Em 1981 Nara Leão lançava mais um disco, Romance Popular. Na ocasião o Jornal do Brasil em sua edição de 15 de junho daquele ano trazia uma matéria sobre o lançamento e a carreira de Nara, em matéria assinada por Tárik de Souza:
"Entra moda, sai moda, persiste o carisma de Nara Leão. Qual é o segredo dessa permanência num mercado tão instável quanto antropofágico? Decerto não é a voz pequena, aos poucos melhor acondicionada, mas ainda assim insuficiente e um tanto linear. Perguntar pelo efeito magnético dos célebres joelhos seria vulgar e inexato - suspensa a voga da minissaia, eles andaram escondidos por longo tempo. E a própria cantora, afinal, casada, foi cuidar dos filhos e mais tarde resolveu voltar a estudar, desaparecida dos palcos.
Para outras cantoras - até mais bem-dotadas - poderia ser o suicídio artístico. Nara, porém, conseguiu manter-se na invejável posição de artista de catálogo, procurada por uma plateia não muito numerosa, mas sempre fiel, caso semelhante ao de raros outros artistas de pouca publicidade e consumo cativo, como o sambista Roberto Silva. Recentemente, Nara Leão ainda se deu ao luxo de gravar um LP inteiro com o repertório de Roberto e Erasmo Carlos ('para exorcizar o lugar-comum sentimental') e outro com Chico Buarque - trabalhos que considera tão dignos quanto o desafio dos repertórios e autores inéditos.

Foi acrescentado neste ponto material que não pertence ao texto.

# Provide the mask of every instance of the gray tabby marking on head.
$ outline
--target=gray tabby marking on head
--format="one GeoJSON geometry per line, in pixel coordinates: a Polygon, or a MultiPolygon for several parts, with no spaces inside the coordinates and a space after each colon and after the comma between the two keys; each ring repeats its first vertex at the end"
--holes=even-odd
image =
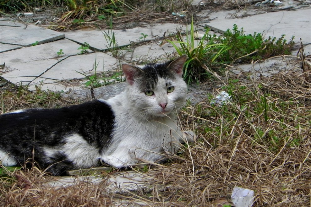
{"type": "Polygon", "coordinates": [[[97,166],[101,160],[121,167],[157,162],[164,152],[175,152],[185,134],[176,114],[187,92],[182,78],[186,59],[123,64],[128,85],[106,101],[0,115],[2,164],[35,161],[57,175],[97,166]]]}

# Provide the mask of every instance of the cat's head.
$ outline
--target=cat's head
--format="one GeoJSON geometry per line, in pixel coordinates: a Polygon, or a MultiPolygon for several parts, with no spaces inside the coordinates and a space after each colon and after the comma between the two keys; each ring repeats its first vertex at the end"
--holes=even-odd
{"type": "Polygon", "coordinates": [[[145,118],[166,116],[180,109],[187,90],[182,77],[186,59],[183,55],[163,63],[139,66],[123,64],[132,109],[145,118]]]}

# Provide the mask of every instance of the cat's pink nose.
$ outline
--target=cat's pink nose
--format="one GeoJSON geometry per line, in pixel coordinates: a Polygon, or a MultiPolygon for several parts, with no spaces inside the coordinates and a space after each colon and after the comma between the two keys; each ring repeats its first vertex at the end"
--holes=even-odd
{"type": "Polygon", "coordinates": [[[165,109],[165,107],[166,107],[166,105],[167,105],[167,104],[166,103],[159,103],[159,105],[164,110],[165,109]]]}

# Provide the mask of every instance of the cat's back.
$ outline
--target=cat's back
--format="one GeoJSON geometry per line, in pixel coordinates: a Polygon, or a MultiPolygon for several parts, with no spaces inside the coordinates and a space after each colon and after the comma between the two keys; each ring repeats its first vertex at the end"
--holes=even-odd
{"type": "MultiPolygon", "coordinates": [[[[91,137],[112,131],[110,105],[95,100],[53,109],[30,109],[0,115],[0,145],[4,139],[61,139],[71,134],[91,137]]],[[[92,140],[90,140],[91,141],[92,140]]]]}

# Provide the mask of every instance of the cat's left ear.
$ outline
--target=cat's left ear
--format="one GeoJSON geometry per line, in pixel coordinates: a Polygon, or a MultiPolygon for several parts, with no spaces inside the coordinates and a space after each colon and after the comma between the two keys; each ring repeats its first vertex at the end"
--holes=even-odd
{"type": "Polygon", "coordinates": [[[140,72],[144,72],[138,67],[127,63],[122,64],[122,69],[125,75],[126,81],[130,85],[133,84],[134,79],[139,75],[140,72]]]}
{"type": "Polygon", "coordinates": [[[183,75],[183,68],[186,60],[187,59],[187,56],[184,55],[176,58],[170,63],[167,68],[175,72],[181,77],[183,75]]]}

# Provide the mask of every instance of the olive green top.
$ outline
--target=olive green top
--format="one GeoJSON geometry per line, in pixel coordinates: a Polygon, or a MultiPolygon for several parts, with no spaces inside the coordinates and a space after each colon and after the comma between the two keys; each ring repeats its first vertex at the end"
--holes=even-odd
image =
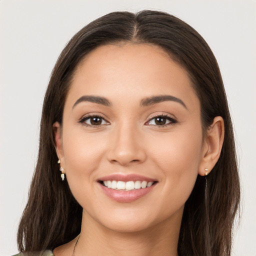
{"type": "MultiPolygon", "coordinates": [[[[27,254],[26,252],[20,252],[20,254],[14,255],[13,256],[26,256],[27,254]]],[[[33,256],[54,256],[52,251],[51,250],[46,250],[44,252],[35,252],[33,256]]]]}

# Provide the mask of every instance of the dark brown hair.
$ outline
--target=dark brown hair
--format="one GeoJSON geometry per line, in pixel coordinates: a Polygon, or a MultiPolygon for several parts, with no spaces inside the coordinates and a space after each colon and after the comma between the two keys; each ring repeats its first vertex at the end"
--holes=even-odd
{"type": "Polygon", "coordinates": [[[44,98],[38,162],[18,228],[18,248],[52,249],[80,233],[82,208],[66,182],[60,178],[52,124],[62,124],[72,76],[84,57],[100,46],[126,42],[158,46],[188,71],[200,100],[204,131],[214,117],[224,120],[222,153],[208,176],[207,187],[198,176],[186,203],[178,252],[180,256],[230,256],[240,188],[232,123],[218,66],[194,28],[174,16],[152,10],[105,15],[78,32],[60,54],[44,98]]]}

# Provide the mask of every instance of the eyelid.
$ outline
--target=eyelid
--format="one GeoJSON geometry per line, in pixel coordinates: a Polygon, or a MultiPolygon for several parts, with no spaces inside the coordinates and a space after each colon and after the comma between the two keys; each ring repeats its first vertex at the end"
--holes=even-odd
{"type": "Polygon", "coordinates": [[[177,123],[178,121],[176,118],[174,117],[173,116],[170,115],[170,114],[162,113],[162,114],[154,114],[154,116],[150,116],[148,118],[146,122],[146,124],[148,126],[156,126],[158,127],[164,127],[166,126],[169,125],[174,124],[177,123]],[[167,119],[168,120],[170,121],[170,122],[166,124],[163,124],[162,126],[158,126],[157,124],[146,124],[152,120],[156,118],[163,118],[167,119]]]}
{"type": "Polygon", "coordinates": [[[94,128],[99,127],[99,126],[107,126],[107,125],[110,124],[110,122],[108,122],[106,120],[106,118],[104,118],[100,114],[93,114],[93,113],[88,114],[86,114],[84,116],[83,116],[78,120],[78,122],[80,122],[80,123],[81,123],[82,124],[84,124],[86,126],[90,126],[90,127],[94,127],[94,128]],[[104,120],[104,121],[105,122],[106,122],[106,123],[107,123],[107,124],[98,124],[98,126],[96,126],[96,126],[92,126],[92,124],[86,124],[86,122],[84,122],[86,120],[88,120],[88,119],[90,119],[90,118],[94,118],[94,117],[101,118],[102,119],[104,120]]]}

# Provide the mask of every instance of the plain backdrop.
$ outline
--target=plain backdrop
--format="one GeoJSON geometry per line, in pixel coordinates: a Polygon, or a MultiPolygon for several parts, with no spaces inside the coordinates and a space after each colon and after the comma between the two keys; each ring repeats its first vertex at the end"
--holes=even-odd
{"type": "Polygon", "coordinates": [[[0,0],[1,256],[18,252],[16,233],[36,160],[43,98],[61,50],[95,18],[114,10],[145,8],[188,23],[218,60],[235,128],[242,185],[233,255],[256,256],[255,0],[0,0]]]}

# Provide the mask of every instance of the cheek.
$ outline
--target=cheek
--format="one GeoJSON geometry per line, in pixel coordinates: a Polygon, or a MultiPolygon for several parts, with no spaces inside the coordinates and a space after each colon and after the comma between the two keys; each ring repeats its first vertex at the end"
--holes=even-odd
{"type": "Polygon", "coordinates": [[[102,158],[106,142],[100,136],[87,135],[82,129],[64,134],[66,172],[68,183],[92,182],[102,158]]]}
{"type": "Polygon", "coordinates": [[[194,186],[201,160],[202,140],[200,132],[182,132],[159,137],[152,151],[152,158],[162,170],[164,182],[162,196],[158,200],[162,204],[172,202],[176,208],[186,202],[194,186]]]}

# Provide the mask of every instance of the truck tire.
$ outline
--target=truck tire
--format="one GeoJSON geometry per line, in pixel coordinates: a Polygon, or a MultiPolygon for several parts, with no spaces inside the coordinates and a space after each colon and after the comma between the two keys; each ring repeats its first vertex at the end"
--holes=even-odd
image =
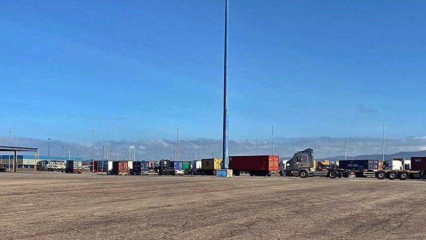
{"type": "Polygon", "coordinates": [[[302,178],[306,178],[308,177],[308,172],[306,170],[300,170],[299,171],[299,176],[302,178]]]}
{"type": "Polygon", "coordinates": [[[391,171],[388,173],[388,178],[390,180],[394,180],[398,177],[398,174],[395,171],[391,171]]]}
{"type": "Polygon", "coordinates": [[[330,178],[335,178],[337,176],[337,173],[335,171],[330,171],[328,172],[328,177],[330,178]]]}
{"type": "Polygon", "coordinates": [[[401,180],[406,180],[408,178],[410,175],[408,172],[405,171],[401,172],[399,173],[399,179],[401,180]]]}
{"type": "Polygon", "coordinates": [[[379,171],[377,174],[376,174],[376,177],[377,177],[380,180],[384,179],[386,176],[386,173],[382,171],[379,171]]]}

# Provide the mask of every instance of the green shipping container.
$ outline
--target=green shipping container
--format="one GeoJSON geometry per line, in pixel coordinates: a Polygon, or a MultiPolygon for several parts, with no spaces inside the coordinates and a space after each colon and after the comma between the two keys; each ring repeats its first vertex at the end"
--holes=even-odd
{"type": "Polygon", "coordinates": [[[191,163],[187,161],[184,161],[182,163],[182,170],[191,170],[191,163]]]}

Quando tudo fazia crer na aparição de uma sólida Joan Baez cabocla, Nara viraria mais uma vez a mesa. No histórico disco Tropicália, de 68, Caetano Veloso portava a moldura de sua foto como integrante do dissidente cisma de guitarras Vicente Celestino e longos cabelos, ao lado de Gil, Rogério Duprat, Gal, Mutantes (Rita Lee incluída), Tom Zé e Capinan. Cabia à cantora a estranha Lindonéia, parceria de Gil e Caetano. Com mais essa virada Nara deixava na poeira as turmas da bossa-nova e da canção de protesto, esta, inimiga das guitarras do tropicalismo. Mas, tampouco seria tropicalista de última hora. Dois anos depois, no fechado ano de 1970, de Paris, encapotada na capa, em plena nevasca, ela mandava um álbum duplo, Dez Anos Depois: vinte e quatro faixas da mais ortodoxa bossa-nova (dezenove assinadas por Tom Jobim); da que ela se recusa a cantar no momento óbvio. 'Esse disco foi uma espécie de pazes comigo mesma', voltaria a contracapista já em outro lançamento. Meu Primeiro Amor (75), vinha repleto de canções de infância (Atirei o Pau no Gato, Upa! Upa! Meu Trolinho, Prenda Minha, Andorinha Preta). Seu título procedia da abominável guarânia Lejania, em versão de José Fortuna e Pinheirinho Júnior. Abominável é claro, para a ortodoxia da bossa, que também, não aprovaria o casamento da voz da cantora com a do Jovem Guardião Erasmo Carlos, na faixa mais tocada do LP seguinte, Meus Amigos São um Barato. Outros ecléticos convivas desta festa de arromba: Dominguinhos, João Donato, Caetano, Gil, Jobim; em pleno 1977, início da distensão política.
Nara e Dominguinhos |
O céu coro nordestino/onde eu e Buñuel/ procuro o fogo de Prometeu (Seja o meu Céu)
Mais contrastes que sintonias:
Laranja da Terra/Coca-Cola da China (Laranja da China)
Menos desespero que ironia:
Vai que toca fogo na cadeia/ e solta o passarinho pra cantar/ no peito da pomba e lua cheia/ no coração da bomba o que será? (Romance Popular)"
Ótimo texto,como sempre,de Tárik de Souza.